Ein wesentlicher Bestandteil der Brustkrebstherapie ist daher die Wiederherstellung der weiblichen Brust. In 70 Prozent der Fälle kann eine brusterhaltende Therapie (BET) erfolgen, bei der lediglich der Tumor entfernt wird. Diese Therapie ist allerdings abhängig von der Größe und Art des Tumors sowie von Brustform und -größe.
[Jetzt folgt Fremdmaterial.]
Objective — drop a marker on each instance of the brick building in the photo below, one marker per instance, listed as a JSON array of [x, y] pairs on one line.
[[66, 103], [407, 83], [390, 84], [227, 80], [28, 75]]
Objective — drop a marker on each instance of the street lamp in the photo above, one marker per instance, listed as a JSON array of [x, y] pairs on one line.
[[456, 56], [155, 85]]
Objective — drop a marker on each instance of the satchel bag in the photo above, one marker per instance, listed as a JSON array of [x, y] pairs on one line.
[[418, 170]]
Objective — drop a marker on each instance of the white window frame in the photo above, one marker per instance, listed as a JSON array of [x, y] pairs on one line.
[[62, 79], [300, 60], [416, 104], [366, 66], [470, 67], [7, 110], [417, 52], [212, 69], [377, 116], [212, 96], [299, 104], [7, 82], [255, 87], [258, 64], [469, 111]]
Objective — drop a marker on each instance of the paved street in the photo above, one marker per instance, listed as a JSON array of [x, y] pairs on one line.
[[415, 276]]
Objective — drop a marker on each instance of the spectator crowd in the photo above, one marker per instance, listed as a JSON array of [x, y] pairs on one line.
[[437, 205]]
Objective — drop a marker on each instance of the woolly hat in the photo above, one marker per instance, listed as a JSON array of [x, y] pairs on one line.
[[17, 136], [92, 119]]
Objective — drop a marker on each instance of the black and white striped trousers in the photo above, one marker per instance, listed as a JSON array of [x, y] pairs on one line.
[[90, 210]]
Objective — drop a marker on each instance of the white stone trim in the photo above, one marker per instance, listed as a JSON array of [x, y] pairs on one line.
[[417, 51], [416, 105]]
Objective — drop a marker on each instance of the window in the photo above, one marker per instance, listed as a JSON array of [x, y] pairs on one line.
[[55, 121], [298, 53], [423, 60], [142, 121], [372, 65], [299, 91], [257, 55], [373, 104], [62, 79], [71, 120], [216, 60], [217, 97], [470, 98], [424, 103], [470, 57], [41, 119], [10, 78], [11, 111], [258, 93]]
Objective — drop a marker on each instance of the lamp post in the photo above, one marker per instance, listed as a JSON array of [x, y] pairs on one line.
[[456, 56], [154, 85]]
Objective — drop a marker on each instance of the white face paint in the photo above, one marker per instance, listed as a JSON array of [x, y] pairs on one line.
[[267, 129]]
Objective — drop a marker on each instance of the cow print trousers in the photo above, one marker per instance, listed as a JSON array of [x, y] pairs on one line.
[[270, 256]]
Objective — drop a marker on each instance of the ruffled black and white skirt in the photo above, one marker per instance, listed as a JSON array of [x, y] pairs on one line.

Ist eine BET nicht möglich, muss das Drüsengewebe vollständig entfernt werden (Mastektomie). Daher sollte mit jeder erkrankten Frau die Möglichkeit der Brustwiederherstellung erörtert werden.

In der Regel kann die Wiederherstellung der Brust in einer Operation zusammen mit der Drüsenentfernung erfolgen (primär). Der Vorteil der primären Wiederherstellung ist die Erhaltung des Hautmantels der Brust. Dadurch entsteht ein ästhetisch besseres Ergebnis als nach einer späteren Operation.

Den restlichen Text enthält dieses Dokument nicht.